A Distributed Load Balancer configured in NSX-T Data Center can help you effectively load balance East-West traffic and scale traffic because it runs on each ESXi host.
In traditional networks, a central load balancer deployed on an NSX Edge node is configured to distribute traffic load managed by virtual servers that are configured on the load balancer.
If you are using a central balancer, increasing the number of virtual servers in the load balancer pool might not always meet scale or performance criteria for a multi-tier distributed application. A distributed load balancer is realized on each hypervisor where load balancing workloads, such as clients and servers are deployed, ensuring traffic is load balanced on each hypervisor in a distribued way.
A distributed load balancer can be configured on the NSX-T Data Center network along with a central load balancer.
In the diagram, an instance of the Distributed Load Balancer is attached to a VM group. As the VMs are downlinks to the distributed logical router, Distributed Load Balancer only load balances east-west traffic. In contrast, the central load balancer, manages north-south traffic.

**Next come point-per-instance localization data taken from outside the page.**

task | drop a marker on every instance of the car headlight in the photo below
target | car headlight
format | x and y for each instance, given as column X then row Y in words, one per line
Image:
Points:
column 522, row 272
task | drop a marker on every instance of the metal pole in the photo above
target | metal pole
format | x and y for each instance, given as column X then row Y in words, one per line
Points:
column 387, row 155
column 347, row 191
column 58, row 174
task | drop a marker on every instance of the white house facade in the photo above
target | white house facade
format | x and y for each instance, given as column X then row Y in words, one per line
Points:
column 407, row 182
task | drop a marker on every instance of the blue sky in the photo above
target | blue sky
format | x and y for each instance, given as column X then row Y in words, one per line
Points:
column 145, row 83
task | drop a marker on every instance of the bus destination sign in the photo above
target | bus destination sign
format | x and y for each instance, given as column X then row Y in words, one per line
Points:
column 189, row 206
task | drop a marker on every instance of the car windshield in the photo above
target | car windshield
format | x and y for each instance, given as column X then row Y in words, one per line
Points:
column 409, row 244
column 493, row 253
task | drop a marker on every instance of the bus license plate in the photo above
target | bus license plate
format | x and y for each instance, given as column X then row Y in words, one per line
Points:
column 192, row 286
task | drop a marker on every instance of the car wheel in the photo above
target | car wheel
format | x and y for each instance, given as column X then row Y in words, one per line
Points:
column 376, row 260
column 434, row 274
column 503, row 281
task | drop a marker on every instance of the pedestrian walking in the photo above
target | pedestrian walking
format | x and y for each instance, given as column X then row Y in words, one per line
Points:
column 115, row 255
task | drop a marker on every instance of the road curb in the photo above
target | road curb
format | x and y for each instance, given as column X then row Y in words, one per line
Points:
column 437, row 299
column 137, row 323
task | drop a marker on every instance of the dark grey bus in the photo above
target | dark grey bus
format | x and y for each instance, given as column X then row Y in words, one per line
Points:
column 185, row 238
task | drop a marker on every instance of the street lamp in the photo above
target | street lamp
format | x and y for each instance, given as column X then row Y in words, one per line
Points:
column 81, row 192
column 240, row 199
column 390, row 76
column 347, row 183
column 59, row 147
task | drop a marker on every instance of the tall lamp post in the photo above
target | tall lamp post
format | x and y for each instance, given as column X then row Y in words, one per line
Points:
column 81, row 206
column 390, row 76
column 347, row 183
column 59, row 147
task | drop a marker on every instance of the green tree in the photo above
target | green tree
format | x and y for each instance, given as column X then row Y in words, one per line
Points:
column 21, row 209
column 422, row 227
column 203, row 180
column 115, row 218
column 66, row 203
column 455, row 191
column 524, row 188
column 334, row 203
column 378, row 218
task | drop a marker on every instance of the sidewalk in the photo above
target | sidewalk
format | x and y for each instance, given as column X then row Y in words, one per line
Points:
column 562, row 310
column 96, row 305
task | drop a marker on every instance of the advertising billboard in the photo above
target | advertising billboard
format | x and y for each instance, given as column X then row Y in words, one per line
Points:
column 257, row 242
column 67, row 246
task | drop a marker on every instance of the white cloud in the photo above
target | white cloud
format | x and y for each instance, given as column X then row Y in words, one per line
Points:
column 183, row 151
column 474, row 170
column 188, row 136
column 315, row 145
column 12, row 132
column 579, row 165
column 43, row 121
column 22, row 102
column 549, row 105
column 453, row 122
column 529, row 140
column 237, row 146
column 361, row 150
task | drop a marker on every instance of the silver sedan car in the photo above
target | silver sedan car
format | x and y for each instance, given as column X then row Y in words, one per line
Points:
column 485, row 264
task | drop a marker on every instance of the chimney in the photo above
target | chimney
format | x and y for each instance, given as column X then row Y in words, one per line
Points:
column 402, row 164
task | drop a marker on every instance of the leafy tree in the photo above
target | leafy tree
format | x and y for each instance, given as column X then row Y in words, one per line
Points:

To cater load balancing requirements of each component or module of an application, a distributed load balancer can be attached to each tier of an application. For example, to serve a user request, a frontend of the application needs to reach out to the middle module to get data. However, the middle layer might not be deployed to serve the final data to the user, so it needs to reach out the backend layer to get additional data. For a complex application, many modules might need to interact with each other to get information. Along with complexity, when the number of user request increase exponentially, a distributed load balancer can efficiently meet the user needs without taking a performance hit. Configuring a Distributed Load Balancer on every host achieves issues of scale and packet transmission efficiency.